Bring Your Kid to Work Day
On Thursday, June 25, Team 1967 attended Bring Your Kid to Work Day at Intel, where they showcased their robot. When the Janksters were sighted in the halls of Intel with their robot, employees and their children grew excited; having worked with Intel in the past, the Janksters had developed a reputation for being a fun, STEM-oriented group of girls. By the time Team 1967 had finished setting up their area, a crowd of children and adults had already formed around the girls, waiting to see the robot in action. Though the 2015 robot, Grace, was unable to be driven, she amazed the audience as she lifted gray totes off the ground to form a stack; after showing off the robot’s capabilities, the Janksters invited children forward to control the robot and get a better idea of how she works. By the end of the day, Grace had been operated by over 130 children and adults; amazingly enough, more girls had controlled the robot than boys!

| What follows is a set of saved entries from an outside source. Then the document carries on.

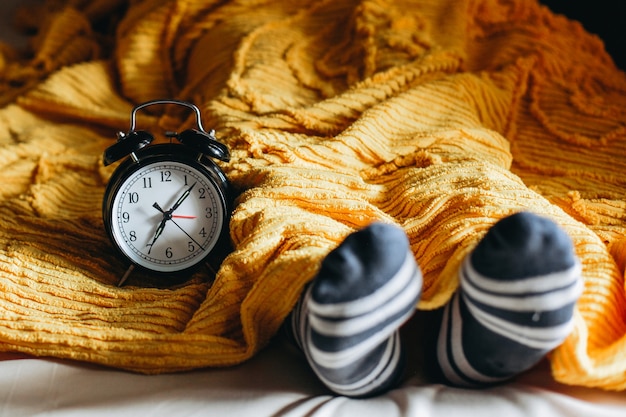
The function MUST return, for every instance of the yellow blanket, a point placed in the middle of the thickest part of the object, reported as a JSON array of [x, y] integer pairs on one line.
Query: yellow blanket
[[440, 116]]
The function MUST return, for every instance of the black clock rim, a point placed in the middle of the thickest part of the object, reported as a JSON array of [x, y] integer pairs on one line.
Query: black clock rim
[[170, 153]]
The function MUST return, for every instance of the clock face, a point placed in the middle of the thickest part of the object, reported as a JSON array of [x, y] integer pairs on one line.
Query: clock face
[[167, 216]]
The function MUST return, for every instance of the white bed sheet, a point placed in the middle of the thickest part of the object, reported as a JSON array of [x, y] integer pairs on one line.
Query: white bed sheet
[[275, 383]]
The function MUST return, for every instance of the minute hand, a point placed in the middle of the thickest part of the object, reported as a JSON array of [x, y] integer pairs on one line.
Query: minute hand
[[182, 198]]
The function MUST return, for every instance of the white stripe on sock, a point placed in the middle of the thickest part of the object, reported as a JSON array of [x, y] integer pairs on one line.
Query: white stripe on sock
[[385, 368], [458, 355], [542, 283], [347, 356], [544, 338], [552, 300], [351, 326]]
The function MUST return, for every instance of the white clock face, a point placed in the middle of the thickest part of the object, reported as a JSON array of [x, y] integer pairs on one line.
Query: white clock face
[[167, 216]]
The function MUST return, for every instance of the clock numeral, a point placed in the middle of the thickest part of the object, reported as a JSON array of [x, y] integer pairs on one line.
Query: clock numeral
[[166, 176], [133, 198]]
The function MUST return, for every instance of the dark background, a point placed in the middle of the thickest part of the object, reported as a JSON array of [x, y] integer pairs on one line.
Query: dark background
[[605, 18]]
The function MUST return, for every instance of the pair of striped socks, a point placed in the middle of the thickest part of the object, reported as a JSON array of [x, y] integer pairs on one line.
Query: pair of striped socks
[[515, 303]]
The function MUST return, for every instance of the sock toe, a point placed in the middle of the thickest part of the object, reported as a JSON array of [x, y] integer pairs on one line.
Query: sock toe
[[523, 245], [362, 264]]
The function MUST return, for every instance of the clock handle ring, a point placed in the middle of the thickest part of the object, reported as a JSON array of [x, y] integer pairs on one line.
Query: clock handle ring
[[193, 107]]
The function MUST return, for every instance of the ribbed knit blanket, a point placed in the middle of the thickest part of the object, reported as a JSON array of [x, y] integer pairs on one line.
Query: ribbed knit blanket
[[442, 116]]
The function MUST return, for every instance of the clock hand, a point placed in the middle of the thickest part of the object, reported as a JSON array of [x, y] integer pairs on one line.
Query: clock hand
[[167, 215], [182, 198], [188, 235]]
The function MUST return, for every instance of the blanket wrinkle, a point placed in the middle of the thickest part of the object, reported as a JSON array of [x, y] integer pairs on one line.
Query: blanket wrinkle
[[439, 116]]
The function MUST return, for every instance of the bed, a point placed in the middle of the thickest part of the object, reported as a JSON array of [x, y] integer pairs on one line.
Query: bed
[[73, 343]]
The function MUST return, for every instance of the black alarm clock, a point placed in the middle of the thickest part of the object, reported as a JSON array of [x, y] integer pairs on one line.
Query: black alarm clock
[[167, 206]]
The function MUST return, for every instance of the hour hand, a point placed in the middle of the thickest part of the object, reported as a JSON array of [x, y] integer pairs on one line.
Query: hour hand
[[166, 217], [157, 233]]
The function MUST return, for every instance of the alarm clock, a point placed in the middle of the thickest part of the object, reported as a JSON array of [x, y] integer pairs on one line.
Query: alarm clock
[[167, 206]]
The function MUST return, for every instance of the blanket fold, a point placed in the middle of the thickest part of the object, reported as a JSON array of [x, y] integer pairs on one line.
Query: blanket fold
[[439, 116]]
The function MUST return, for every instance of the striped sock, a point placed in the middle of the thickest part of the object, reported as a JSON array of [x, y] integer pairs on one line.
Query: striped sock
[[347, 321], [515, 302]]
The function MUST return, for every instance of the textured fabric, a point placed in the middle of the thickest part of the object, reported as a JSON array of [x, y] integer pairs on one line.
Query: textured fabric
[[439, 116]]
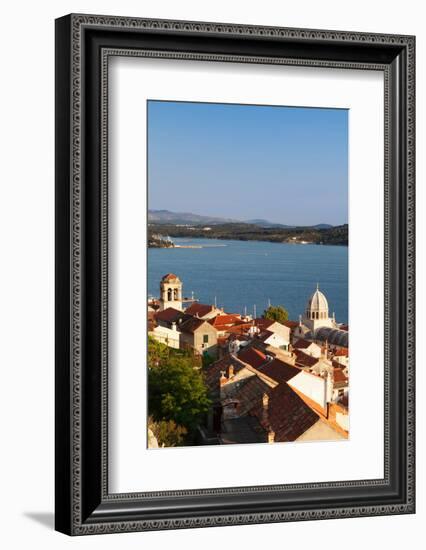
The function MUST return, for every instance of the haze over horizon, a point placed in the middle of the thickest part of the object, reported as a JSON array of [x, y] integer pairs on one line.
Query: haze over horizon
[[237, 220], [287, 165]]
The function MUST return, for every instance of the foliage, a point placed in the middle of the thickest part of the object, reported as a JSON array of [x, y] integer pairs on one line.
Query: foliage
[[207, 360], [337, 235], [177, 391], [167, 432], [276, 313]]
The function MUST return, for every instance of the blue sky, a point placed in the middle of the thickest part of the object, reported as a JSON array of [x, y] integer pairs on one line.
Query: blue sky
[[284, 164]]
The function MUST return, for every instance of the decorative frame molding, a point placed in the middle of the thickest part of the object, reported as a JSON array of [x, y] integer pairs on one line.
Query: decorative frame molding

“When I was explaining the robot to the kids, I noticed one of the boys was wearing a Team 1967 button from 2014. I think he came to our booth last year too and wanted to see us again! It feels good to know that we’re making a difference in attracting kids to engineering.” –Tamara Kawa, ’16
“I love introducing a person to the FIRST robotics community and seeing how amazed they are to know that our team built the robot all on our own. I also love it when the kids feel empowered.” –Camille Miller, ’16
As the day progressed, the Janksters found that Bring Your Kid to Work Day was much more than just an opportunity to let kids drive the robot. When the children picked up their first tote and began to form a stack, they began to ask questions about how the robot worked. Some children put down the controls to get a closer look, pointing to electrical and mechanical parts to learn their function. Two children in particular, a girl and her brother, were utterly fascinated by the science behind the robot and stayed with the team for a long time; one of them even asked to see the robot code. Camille Miller, ‘16, observed that “They ended up knowing how to control the robot better than I did!” The Intel employees also asked questions about the robot and the team, and some asked about how they could get their children into similar programs. By the end of the day, the Janksters had even connected with an ND alumna and gained a new mentor, a female electrical engineer! Team 1967 loved meeting all the children and engineers at Intel, and they can’t wait to attend next year!